Latency Redundancy Trade off in Distributed Storage Systems

Saraswathy RM




A distributed storage system is a collection of stand-alone servers that have the data distributed over them. Due to the scaling and reliability it provides, distributed storage systems are used for data storage across various applications including financial services, e-commerce, media, military applications, etc. System parameters for most distributed storage systems are chosen based on intuition rather than sound reasoning. This could lead to delay in serving a customer and hence loss of revenue. Hence, an analysis of the latency associated with read and write requests to the system would help in designing an optimal system. We study a distributed storage system with Master-Slave architecture, where the data is first written to a master server before being copied onto the slave servers in the system. In such a system, read latency decreases with redundancy as it can be served by any server, whereas write latency increases with redundancy, due to the increasing number of servers over which data needs to be written. This leads to a natural tradeoff between latency and redundancy in the system. In our work, we model the read and write request arrival process as Poisson with different rates. The arriving read and write requests to any server in the system is served exponentially at a rate that depends on the type of request. A server serves read or write request existing in its queue based on the priority setting of the system. In a read priority system, we assume that an incoming read request preempts any write request in service. Similarly, write request preempts read request in service in write priority system. When a write request receives service from master server, it joins all the slave servers at the same time, and exits the system on completion of service from them, thus forming a fork-join queue. Our objective is to characterise the optimal redundancy of the system by analysing the read and write queues in the system. In this regard, we approximate the fork-join queue as a system of uncoupled tandem queues with independent service rates. Since mean latency is proportional to the mean number of requests in the system, optimal redundancy is obtained when mean number of requests is minimum. Using the approximation for fork-join queue, we express optimal redundancy as a function of read and write load.

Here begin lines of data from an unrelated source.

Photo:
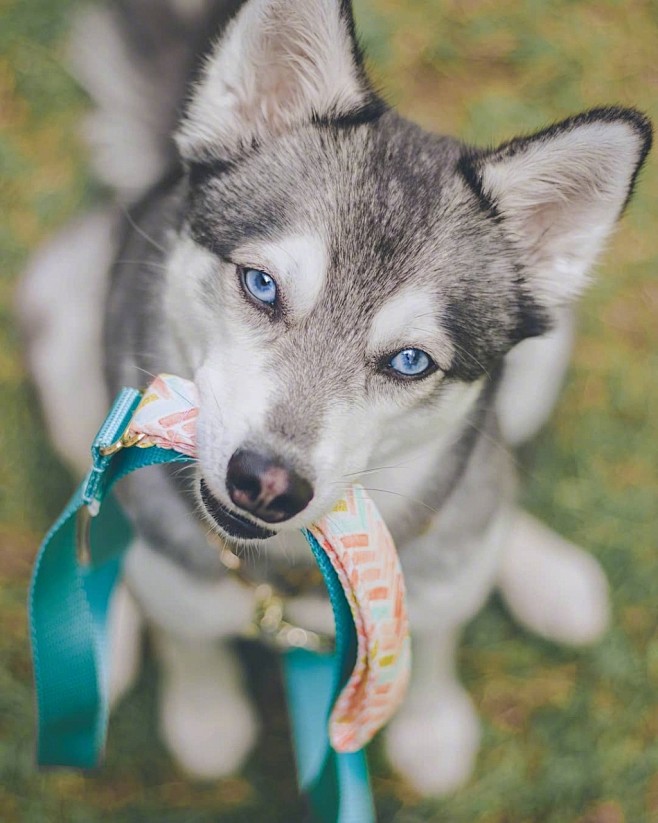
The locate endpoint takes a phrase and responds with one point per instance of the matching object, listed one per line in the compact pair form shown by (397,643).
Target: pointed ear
(560,192)
(279,64)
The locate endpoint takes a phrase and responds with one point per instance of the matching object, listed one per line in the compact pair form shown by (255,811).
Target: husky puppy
(356,300)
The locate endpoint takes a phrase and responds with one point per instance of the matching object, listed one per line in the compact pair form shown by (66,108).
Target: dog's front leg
(206,719)
(434,739)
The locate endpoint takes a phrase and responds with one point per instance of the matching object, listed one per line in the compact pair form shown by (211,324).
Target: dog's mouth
(231,523)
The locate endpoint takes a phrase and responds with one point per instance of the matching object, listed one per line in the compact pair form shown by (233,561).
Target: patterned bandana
(360,549)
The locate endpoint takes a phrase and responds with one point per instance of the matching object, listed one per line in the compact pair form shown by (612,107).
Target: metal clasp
(269,625)
(124,442)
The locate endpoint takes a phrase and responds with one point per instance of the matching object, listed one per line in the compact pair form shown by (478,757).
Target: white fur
(561,196)
(553,587)
(434,739)
(125,632)
(310,70)
(206,720)
(182,605)
(534,373)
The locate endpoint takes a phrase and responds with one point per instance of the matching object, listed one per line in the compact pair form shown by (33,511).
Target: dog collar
(70,592)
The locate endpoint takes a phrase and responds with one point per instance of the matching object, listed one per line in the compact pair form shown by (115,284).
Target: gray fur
(495,243)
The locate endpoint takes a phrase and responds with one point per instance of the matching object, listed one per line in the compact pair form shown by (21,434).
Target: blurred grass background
(568,735)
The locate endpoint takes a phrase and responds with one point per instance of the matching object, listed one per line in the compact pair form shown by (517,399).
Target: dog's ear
(560,192)
(279,64)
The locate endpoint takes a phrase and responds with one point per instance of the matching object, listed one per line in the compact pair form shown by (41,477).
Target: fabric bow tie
(360,548)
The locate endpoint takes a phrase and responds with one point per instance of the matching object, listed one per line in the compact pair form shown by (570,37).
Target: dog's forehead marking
(411,316)
(297,262)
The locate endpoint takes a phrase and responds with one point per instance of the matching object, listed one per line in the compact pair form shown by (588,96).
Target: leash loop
(79,565)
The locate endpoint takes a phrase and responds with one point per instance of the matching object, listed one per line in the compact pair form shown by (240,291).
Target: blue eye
(411,362)
(260,286)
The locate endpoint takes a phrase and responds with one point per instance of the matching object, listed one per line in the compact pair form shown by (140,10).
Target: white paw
(209,734)
(434,746)
(553,587)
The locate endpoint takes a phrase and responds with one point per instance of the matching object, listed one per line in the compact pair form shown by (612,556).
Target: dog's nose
(266,487)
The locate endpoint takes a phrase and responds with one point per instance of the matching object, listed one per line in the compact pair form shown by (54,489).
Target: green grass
(568,735)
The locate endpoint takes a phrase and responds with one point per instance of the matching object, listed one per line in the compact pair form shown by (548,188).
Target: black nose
(266,487)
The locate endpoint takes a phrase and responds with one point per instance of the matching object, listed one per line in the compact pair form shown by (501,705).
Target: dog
(356,300)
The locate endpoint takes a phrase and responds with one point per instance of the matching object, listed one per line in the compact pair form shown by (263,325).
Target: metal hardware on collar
(124,442)
(269,625)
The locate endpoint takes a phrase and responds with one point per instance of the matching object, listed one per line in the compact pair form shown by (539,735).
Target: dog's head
(345,282)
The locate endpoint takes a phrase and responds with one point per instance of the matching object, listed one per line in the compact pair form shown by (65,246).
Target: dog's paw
(435,746)
(209,735)
(553,587)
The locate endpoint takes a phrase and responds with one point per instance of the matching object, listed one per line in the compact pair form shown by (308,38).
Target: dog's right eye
(260,286)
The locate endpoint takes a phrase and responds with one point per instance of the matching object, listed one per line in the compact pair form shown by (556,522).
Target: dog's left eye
(260,286)
(411,363)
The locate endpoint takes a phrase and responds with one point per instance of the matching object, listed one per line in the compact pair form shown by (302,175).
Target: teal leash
(69,600)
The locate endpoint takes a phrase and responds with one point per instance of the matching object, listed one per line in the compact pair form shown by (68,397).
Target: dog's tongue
(361,551)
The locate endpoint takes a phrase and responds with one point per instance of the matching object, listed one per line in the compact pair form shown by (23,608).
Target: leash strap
(336,702)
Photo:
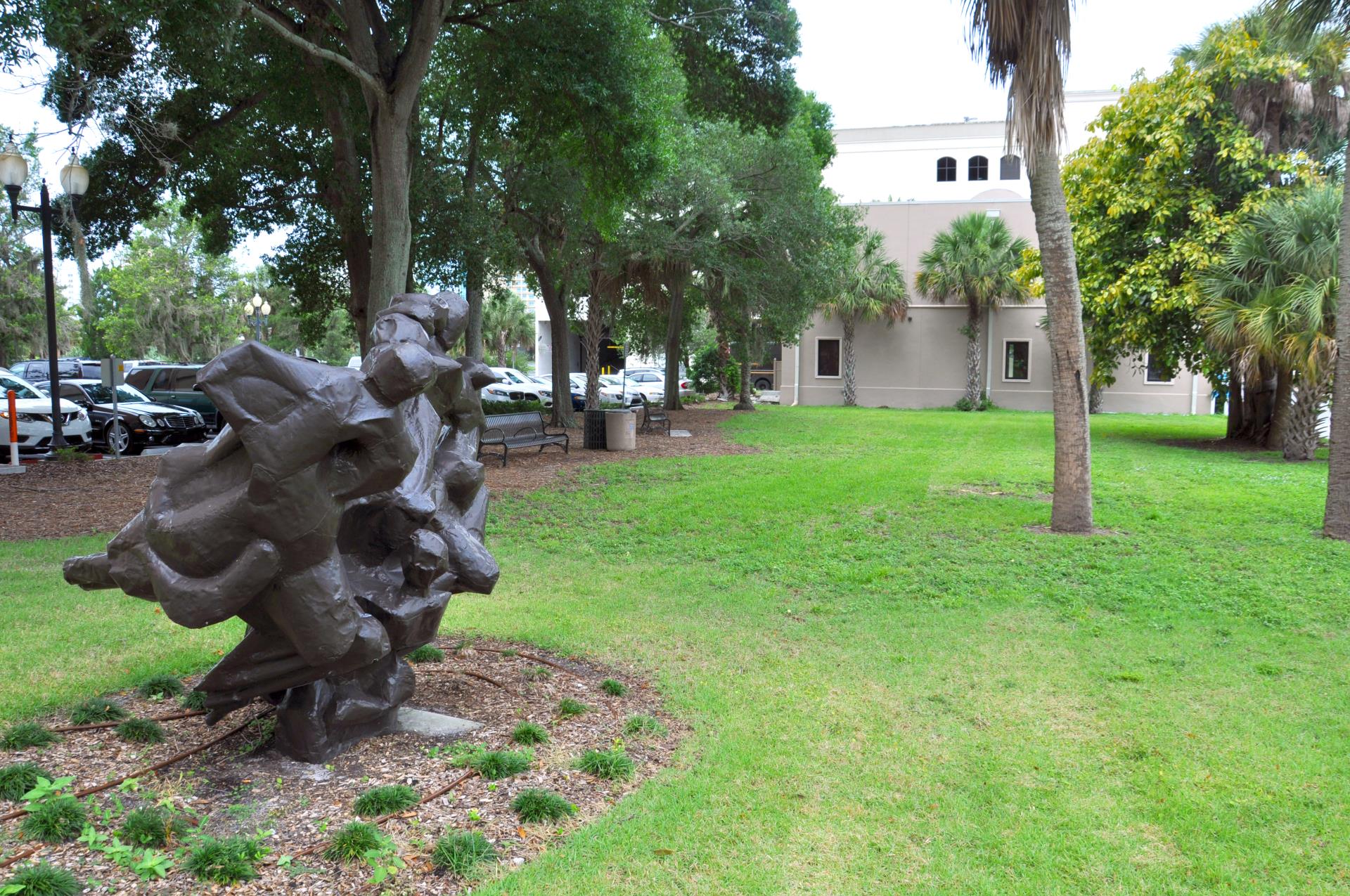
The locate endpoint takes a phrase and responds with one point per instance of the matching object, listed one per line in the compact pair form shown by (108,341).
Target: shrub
(538,805)
(567,708)
(459,852)
(96,710)
(354,841)
(42,880)
(643,727)
(26,734)
(425,654)
(54,821)
(223,862)
(150,826)
(609,764)
(382,800)
(141,732)
(161,686)
(529,733)
(20,777)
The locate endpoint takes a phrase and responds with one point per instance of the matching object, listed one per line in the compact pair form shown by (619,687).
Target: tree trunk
(849,387)
(1072,505)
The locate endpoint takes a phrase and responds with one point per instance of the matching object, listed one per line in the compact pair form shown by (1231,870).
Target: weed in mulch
(612,765)
(539,805)
(382,800)
(42,880)
(96,710)
(54,821)
(529,734)
(354,841)
(141,732)
(160,686)
(26,734)
(569,709)
(461,852)
(224,862)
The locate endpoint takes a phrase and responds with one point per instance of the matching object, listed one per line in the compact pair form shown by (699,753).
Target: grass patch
(462,852)
(382,800)
(536,805)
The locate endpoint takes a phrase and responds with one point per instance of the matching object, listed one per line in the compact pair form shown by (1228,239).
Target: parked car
(145,424)
(174,385)
(33,415)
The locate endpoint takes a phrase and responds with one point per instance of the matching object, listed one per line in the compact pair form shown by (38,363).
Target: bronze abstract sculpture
(337,512)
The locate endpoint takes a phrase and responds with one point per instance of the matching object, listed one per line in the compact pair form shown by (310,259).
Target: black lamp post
(75,181)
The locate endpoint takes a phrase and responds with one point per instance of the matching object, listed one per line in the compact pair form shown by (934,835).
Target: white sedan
(33,413)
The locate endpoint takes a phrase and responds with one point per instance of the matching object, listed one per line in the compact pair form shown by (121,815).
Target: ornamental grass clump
(160,686)
(141,732)
(41,880)
(538,805)
(354,841)
(382,800)
(461,852)
(54,821)
(96,710)
(25,734)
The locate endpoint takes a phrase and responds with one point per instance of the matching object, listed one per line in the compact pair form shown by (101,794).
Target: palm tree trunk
(849,387)
(1072,505)
(1335,524)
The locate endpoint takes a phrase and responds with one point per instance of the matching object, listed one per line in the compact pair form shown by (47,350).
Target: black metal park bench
(524,429)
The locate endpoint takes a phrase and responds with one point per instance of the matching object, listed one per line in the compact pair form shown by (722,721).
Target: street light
(75,181)
(257,312)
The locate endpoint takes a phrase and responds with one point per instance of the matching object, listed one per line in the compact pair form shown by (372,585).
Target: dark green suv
(173,385)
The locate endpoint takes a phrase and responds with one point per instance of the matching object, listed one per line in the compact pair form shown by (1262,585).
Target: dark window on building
(1017,359)
(827,358)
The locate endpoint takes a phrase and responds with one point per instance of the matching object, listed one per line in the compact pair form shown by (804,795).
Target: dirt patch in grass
(295,806)
(60,500)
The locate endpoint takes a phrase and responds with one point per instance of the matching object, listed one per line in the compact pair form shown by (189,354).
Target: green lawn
(894,684)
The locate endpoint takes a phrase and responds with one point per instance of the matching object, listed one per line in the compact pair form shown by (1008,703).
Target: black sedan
(145,424)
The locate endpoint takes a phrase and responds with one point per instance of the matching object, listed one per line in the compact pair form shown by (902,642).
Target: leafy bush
(224,862)
(141,732)
(96,710)
(461,852)
(20,777)
(160,686)
(26,734)
(382,800)
(42,880)
(608,764)
(354,841)
(54,821)
(538,805)
(529,734)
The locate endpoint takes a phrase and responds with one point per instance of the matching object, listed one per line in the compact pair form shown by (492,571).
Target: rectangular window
(1017,361)
(828,358)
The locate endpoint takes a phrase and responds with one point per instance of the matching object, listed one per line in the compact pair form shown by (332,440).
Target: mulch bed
(238,793)
(58,500)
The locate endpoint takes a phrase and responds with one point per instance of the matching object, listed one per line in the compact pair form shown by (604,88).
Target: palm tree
(974,261)
(1272,299)
(874,290)
(1027,44)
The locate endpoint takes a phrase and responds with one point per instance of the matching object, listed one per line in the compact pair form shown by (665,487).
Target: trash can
(620,431)
(593,435)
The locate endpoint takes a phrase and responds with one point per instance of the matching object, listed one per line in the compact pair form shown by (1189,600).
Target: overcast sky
(877,63)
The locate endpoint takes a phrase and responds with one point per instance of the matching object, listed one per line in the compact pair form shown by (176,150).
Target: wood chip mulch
(295,806)
(58,500)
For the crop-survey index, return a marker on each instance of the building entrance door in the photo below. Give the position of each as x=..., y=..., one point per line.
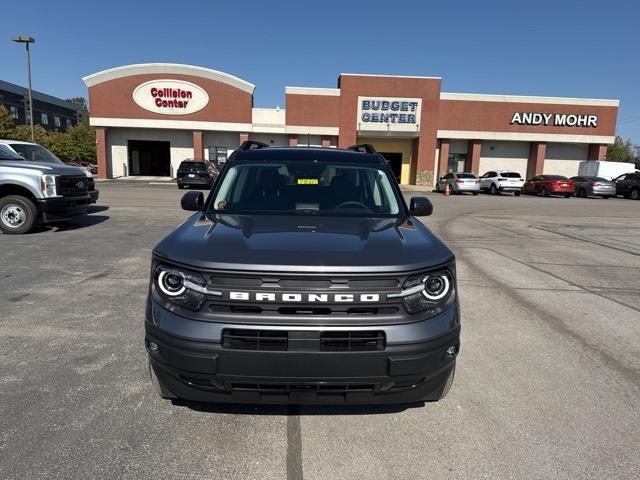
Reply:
x=395, y=162
x=149, y=158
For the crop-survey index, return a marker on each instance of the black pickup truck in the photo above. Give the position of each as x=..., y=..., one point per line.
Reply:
x=303, y=278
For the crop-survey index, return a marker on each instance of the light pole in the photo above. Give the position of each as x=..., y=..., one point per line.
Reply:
x=27, y=40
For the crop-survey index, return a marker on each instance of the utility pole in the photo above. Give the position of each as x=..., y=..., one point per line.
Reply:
x=27, y=40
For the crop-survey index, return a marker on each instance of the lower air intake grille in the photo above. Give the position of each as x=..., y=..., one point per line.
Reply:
x=317, y=388
x=255, y=340
x=351, y=341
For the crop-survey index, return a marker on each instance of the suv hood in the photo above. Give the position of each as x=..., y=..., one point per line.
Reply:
x=303, y=244
x=44, y=167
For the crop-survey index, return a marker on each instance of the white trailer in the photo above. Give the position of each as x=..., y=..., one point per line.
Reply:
x=604, y=169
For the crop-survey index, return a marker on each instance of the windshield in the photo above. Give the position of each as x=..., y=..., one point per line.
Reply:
x=7, y=154
x=306, y=188
x=192, y=165
x=35, y=153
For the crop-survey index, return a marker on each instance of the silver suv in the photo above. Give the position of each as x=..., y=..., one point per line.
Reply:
x=36, y=187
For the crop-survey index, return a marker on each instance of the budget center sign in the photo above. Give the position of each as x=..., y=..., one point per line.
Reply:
x=389, y=114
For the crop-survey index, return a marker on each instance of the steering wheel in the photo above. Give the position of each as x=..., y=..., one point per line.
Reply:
x=357, y=204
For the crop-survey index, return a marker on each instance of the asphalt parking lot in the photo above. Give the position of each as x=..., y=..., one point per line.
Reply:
x=547, y=386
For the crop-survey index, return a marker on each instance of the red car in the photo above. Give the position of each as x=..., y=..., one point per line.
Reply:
x=550, y=185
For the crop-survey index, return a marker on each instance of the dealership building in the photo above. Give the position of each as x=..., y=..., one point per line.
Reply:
x=150, y=117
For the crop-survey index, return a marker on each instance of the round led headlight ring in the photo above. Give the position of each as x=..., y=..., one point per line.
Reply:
x=436, y=287
x=171, y=284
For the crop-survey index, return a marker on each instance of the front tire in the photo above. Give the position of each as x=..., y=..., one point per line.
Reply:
x=17, y=214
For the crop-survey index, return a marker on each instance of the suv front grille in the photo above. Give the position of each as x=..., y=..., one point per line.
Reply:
x=255, y=340
x=283, y=340
x=70, y=186
x=351, y=341
x=317, y=388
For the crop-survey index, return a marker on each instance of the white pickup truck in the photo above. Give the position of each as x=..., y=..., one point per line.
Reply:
x=605, y=169
x=36, y=187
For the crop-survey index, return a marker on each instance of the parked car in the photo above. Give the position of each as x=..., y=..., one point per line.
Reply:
x=33, y=152
x=546, y=185
x=604, y=169
x=196, y=172
x=318, y=285
x=80, y=166
x=628, y=185
x=587, y=186
x=459, y=183
x=43, y=190
x=92, y=167
x=498, y=181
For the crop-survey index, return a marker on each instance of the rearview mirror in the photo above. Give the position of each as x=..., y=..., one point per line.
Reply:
x=192, y=201
x=420, y=206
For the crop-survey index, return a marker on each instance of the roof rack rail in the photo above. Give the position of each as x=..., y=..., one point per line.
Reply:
x=252, y=145
x=363, y=148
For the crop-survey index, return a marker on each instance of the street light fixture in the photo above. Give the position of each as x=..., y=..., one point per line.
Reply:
x=27, y=40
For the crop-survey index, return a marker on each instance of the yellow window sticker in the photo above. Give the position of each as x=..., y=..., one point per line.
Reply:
x=307, y=181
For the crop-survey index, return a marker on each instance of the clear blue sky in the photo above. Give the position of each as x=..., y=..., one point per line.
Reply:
x=559, y=48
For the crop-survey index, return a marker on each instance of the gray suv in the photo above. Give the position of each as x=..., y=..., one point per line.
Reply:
x=41, y=191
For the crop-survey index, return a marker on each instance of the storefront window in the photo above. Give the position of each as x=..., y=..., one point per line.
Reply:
x=218, y=154
x=456, y=162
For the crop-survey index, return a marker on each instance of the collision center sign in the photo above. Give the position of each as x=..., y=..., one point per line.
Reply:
x=389, y=114
x=170, y=97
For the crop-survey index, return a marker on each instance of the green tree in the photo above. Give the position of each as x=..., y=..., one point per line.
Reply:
x=621, y=151
x=76, y=144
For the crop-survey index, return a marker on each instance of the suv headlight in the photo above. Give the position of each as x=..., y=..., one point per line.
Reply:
x=427, y=291
x=182, y=287
x=48, y=185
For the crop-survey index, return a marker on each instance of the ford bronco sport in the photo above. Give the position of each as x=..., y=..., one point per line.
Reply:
x=303, y=278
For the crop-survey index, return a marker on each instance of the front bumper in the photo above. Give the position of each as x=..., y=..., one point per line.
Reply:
x=192, y=363
x=562, y=191
x=510, y=188
x=467, y=188
x=608, y=191
x=62, y=208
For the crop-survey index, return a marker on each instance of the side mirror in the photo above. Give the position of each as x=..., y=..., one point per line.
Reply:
x=420, y=207
x=192, y=201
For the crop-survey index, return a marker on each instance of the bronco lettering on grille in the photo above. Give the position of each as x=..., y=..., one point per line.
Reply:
x=306, y=297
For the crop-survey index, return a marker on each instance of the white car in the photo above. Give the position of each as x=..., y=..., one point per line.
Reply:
x=459, y=183
x=498, y=181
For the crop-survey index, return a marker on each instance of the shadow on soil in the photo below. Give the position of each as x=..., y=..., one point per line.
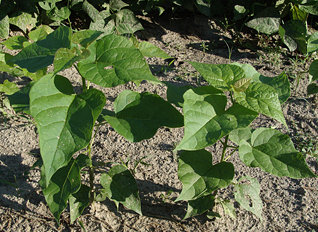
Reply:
x=14, y=184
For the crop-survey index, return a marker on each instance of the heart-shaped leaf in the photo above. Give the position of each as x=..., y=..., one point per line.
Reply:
x=40, y=33
x=221, y=76
x=40, y=54
x=120, y=186
x=206, y=120
x=15, y=42
x=136, y=119
x=65, y=58
x=85, y=37
x=275, y=153
x=65, y=121
x=199, y=177
x=263, y=99
x=114, y=60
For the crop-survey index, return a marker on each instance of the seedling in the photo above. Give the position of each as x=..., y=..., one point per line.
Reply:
x=65, y=122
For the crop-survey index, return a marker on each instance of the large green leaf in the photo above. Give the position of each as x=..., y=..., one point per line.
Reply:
x=113, y=61
x=206, y=120
x=85, y=37
x=221, y=76
x=24, y=21
x=312, y=45
x=8, y=87
x=63, y=183
x=309, y=6
x=313, y=70
x=40, y=33
x=149, y=50
x=312, y=88
x=138, y=116
x=15, y=42
x=65, y=58
x=126, y=22
x=64, y=120
x=280, y=83
x=199, y=206
x=41, y=53
x=247, y=194
x=4, y=26
x=267, y=21
x=120, y=186
x=274, y=152
x=199, y=177
x=296, y=32
x=263, y=99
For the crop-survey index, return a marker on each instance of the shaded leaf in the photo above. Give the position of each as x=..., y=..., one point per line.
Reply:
x=15, y=42
x=312, y=88
x=40, y=54
x=206, y=120
x=136, y=119
x=40, y=33
x=247, y=195
x=228, y=208
x=4, y=26
x=312, y=45
x=114, y=61
x=116, y=5
x=63, y=183
x=240, y=134
x=275, y=153
x=199, y=177
x=8, y=87
x=64, y=120
x=199, y=206
x=313, y=70
x=120, y=186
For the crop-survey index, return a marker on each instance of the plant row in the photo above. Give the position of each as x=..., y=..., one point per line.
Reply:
x=66, y=120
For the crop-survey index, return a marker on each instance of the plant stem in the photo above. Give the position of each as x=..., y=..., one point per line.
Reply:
x=91, y=167
x=230, y=155
x=224, y=147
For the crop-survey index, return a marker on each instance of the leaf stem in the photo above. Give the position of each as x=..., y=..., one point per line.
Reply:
x=225, y=146
x=230, y=155
x=91, y=167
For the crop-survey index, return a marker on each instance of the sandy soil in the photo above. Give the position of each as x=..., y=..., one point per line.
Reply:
x=288, y=204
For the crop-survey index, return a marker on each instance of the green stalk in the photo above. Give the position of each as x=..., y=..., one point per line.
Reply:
x=224, y=147
x=91, y=167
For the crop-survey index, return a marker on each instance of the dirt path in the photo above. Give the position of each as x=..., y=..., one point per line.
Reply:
x=288, y=204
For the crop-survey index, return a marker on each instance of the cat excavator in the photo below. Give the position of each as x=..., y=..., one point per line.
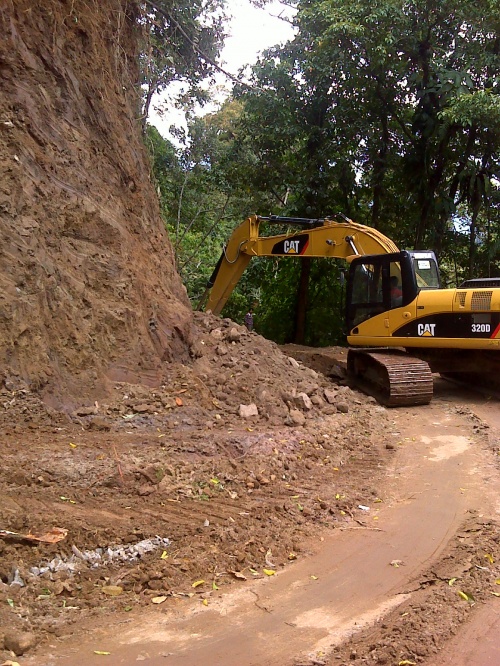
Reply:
x=401, y=325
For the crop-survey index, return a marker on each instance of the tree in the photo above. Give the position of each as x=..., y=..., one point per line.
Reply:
x=182, y=40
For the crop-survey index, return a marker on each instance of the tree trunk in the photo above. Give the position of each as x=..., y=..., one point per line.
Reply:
x=300, y=313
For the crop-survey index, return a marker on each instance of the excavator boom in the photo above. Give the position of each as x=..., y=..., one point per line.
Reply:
x=319, y=238
x=393, y=302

The major contributions of our work are the following:

• Unlike previous works on distributed storage systems, we characterise optimal redundancy by accounting for latency from both, read and write requests. • We provide closed-form approximation for optimal redundancy under different read and write load. • Further, we provide guidelines for system design by studying the variation in optimal redundancy for read and write priority system under varying load. • We study read and write latency separately while accounting for the influence from the other request class. Hence, the user can choose the right optimality for their system by weighing the read and write requests differently depending on their application.